Mr. Maalin became famous as being the last person to have endemic smallpox in October 1977 in Somalia. He dedicated his life to helping with the polio eradication project, working as a certified vaccinator. As a lifelong resident of Somalia, he certainly had been infected with malaria in his past, but that did not help when he became infected with a severe, fatal case of malaria later in life. This can be a difficult concept to get across to the adults who have not visited their home country in recent years, and want to take their children to see their grandparents. They frequently think that because they grew up in a country with malaria, that they are immune, and therefore, do not need prophylaxis. I often use Mr. Maalin’s story to convince them otherwise.
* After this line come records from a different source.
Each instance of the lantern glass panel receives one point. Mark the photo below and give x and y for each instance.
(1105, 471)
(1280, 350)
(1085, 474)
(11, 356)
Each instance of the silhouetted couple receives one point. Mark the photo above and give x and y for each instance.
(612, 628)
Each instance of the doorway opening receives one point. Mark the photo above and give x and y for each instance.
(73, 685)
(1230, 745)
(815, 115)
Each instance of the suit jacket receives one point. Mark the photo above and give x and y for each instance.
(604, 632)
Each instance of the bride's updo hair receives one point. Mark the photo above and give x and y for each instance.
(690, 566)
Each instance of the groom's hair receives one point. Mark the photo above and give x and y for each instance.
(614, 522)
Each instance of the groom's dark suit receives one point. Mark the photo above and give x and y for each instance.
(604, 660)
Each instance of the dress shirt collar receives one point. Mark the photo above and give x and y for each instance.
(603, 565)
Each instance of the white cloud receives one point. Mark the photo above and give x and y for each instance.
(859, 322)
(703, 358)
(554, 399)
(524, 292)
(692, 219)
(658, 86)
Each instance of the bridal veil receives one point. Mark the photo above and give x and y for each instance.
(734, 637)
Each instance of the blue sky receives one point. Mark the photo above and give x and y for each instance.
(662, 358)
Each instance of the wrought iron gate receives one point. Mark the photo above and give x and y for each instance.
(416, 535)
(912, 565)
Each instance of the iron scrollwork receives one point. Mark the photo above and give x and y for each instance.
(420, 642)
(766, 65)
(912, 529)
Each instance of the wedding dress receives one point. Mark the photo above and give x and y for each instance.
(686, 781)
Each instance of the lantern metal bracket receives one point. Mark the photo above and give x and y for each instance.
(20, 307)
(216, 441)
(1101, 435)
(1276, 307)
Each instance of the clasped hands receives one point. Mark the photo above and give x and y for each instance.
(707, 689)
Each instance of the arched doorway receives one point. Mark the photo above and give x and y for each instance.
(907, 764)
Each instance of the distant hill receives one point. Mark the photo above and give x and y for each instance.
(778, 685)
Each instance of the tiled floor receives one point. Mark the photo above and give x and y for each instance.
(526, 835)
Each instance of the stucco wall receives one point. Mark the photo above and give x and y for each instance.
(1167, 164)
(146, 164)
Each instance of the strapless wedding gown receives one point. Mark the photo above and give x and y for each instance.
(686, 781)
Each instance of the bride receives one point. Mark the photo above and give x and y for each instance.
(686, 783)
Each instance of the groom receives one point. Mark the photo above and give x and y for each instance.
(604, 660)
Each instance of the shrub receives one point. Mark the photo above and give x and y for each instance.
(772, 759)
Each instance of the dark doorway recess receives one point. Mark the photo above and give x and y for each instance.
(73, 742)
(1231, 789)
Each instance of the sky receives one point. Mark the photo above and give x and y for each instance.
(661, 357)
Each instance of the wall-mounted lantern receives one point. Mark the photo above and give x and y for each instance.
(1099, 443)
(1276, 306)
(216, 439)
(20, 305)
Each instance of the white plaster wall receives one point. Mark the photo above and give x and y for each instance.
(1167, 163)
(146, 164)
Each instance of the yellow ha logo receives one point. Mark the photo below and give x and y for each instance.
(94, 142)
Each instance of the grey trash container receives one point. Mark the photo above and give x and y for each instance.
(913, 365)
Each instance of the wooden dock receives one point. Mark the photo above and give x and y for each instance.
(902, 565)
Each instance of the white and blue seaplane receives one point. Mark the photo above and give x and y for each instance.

There are genetic factors that help protect some members of the population from malaria. Hemoglobinopathies, such as sickle cell trait, hemoglobin C, thalassemia and glucose-6-phosphate dehydrogenase deficiency provide some natural protection, as apparently, these protozoa do not find the erythrocytes of these patients suitable.

Please refer to my column in May 2003 for another case of malaria with more discussion. There is a live, attenuated vaccine in development that apparently shows promise. Stay tuned.

Babesiosis is caused by another intraerythrocytic parasite, Babesia microti (Figure 5), which is transmitted by the bite of a tick, causing a flu-like illness, similar to malaria in most symptomatic cases. Most infections are asymptomatic, but in some individuals, it can be life threatening. Babesiosis is seen in the United States in the Northeastern and Midwestern parts of the country. If the “Maltese Cross” form is seen, as seen in Figure 5, it is virtually diagnostic. Antibody testing can be used in cases where no parasites are seen microscopically. Treatment is usually with clindamycin plus quinine or atovaquone plus azithromycin for 7 to 10 days.

Leishmaniasis should not be in the differential diagnosis. It has been featured in my column on three occasions; August 1991, March 1996 and January 2014, which you may find useful.

Disclosure: Brien reports no relevant financial disclosures.